するとアリスはエディスの言葉を違った風に解釈し、未だ幼く小さなエディスの両肩を掴んだ。エディスは驚愕してアリスを見たが、アリスの口から紡がれた言葉が嬉しくもあった。予想したものとは違う反応ではあったが、それは大した問題ではない。

「ま、未だ早い」
「…アリス様?」
「それに、エディスの相手は俺より強い相手でなければ駄目だ」
「あの」
「もし仮に意中の人物が出来ても、先ず俺に見せに来るんだぞ。師匠でも良いが」

彼は勘違いしたらしい。エディスは真摯に見つめてくるアリスを見て、両の頬を仄かに色付かせた。アリスの態度は自分の妹のような彼女が悪い男に引っ掛かってはいけないとの、兄のようなものではあったが、エディスは過保護な彼が嬉しかった。自分の可笑しな銀髪も目の色も、綺麗だと云ってくれた。強くて優しくて、魅力的な殿方だと思う。彼のような存在が居て、どうしてぱっと出の士官学校生に惹かれようか。エディスは想いを含有させて、アリスに向かって笑んだ。
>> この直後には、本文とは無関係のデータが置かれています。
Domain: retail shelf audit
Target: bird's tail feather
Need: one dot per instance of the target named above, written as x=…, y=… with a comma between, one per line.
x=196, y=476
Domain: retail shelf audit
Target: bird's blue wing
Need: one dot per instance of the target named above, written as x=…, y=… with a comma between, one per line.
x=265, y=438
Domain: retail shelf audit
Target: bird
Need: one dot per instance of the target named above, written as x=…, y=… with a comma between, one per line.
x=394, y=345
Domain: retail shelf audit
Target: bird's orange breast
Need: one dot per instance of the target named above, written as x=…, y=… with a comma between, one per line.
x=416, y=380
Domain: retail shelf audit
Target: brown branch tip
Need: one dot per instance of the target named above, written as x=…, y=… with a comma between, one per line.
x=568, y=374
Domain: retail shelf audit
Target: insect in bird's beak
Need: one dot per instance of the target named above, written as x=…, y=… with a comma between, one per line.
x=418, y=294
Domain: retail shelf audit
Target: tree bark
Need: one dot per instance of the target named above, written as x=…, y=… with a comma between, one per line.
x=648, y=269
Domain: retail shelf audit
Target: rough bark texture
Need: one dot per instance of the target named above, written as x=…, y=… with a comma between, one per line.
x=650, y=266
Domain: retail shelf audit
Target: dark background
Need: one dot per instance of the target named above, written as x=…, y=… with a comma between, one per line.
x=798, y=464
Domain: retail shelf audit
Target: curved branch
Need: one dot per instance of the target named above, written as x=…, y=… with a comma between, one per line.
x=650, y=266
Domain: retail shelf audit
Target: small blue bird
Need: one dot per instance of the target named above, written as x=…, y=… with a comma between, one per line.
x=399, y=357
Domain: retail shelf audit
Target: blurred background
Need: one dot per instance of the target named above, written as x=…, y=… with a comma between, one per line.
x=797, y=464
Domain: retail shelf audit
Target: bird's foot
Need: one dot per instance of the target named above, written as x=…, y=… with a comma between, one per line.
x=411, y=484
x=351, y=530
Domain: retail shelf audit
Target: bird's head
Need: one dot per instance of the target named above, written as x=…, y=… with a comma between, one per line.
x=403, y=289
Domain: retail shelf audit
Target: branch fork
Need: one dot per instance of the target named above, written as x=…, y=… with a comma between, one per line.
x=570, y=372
「………なら、アリス様はもっともっと強くなられて下さいね」

この世界に、アリス以上の兵(つわもの)が居ない位に、と。





予期せぬアリスの来訪に、小鳥遊はひたすら驚いた。まさか彼から自宅に来てくれるなんて思わずに、信じられず凝視してしまった程。アリスの方は、軍服しか見なかった小鳥遊の和服姿に驚いた。
縹色の和服。それはアリスの目に、よく似合っているように見えた。彼も和服を着衣するのかと意外性に反応は遅れたが、仕立ての良さそうなそれは、若者らしく清新な小鳥遊と合っている。普段は衿で隠れている首を、無遠慮に眺めた。矢張りこうあっても男性らしい体格で、アリスは若干妬んだ。さっぱりと切られた短髪もよく似合うし、泣き黒子は魅力を引き立てるようだ。年下のくせに、とアリスはどうも気に喰わず、小鳥遊から視線を逸らす。すると黒猫が抱き抱えられている事に、今更気が付いた。鳴いて、少し暴れる。首輪の鈴が鳴った。

「あ、こらダイナ」
「……ダイナ?」
「こいつの名前です」
「俺の日本刀と同じだ」

屈んで、アリスが猫であるダイナの顎を触る。ダイナは気持ちよさげに目を細め、高い声で一声。微笑んでダイナの頭を撫でるアリスの顔を見て、小鳥遊は自分の顔に熱が溜まるのを感じた。紛らわすように話題を振る。

「お揃いですね」
「ん? ああ、そうだな」

アリスは口元に柔らかく笑みを浮かべた。何気ない表情であり、自分を一士官学校生徒として慕う年下への何気ない微笑みだとは解ってる。それでもアリスを慕う気持ちが日に日に募る小鳥遊にしたら、それはご褒美で、意地悪でもあった。恋仲であるなら未だしも、無自覚だからこそ、無防備に笑顔を振り撒いてみせる彼の何たる意地悪な事か。
唇を、奪ってしまおうか。小鳥遊が近付こうと一歩を踏み出したその時だ。

「兄上。アリスさんですか?」
「っ!」

小鳥遊はその声に驚愕し、思わず声を出しそうになったが何とか堪え、急いで後ろを振り向いた。そこには胸までの三つ編みを左右に二つ無造作に垂らした妹が居て、此処が自宅であった事を思い出す。妹である彼女は兄の気持ちなどは解らずに、アリスの方を見つめた。大きくて抑揚のない双眸と、アリスの目が合う。淡い鴇色の和服を着衣した少女であった。年齢は、エディスよりは多少上に見える程。分厚い退黄色の本を大事そうに抱えている。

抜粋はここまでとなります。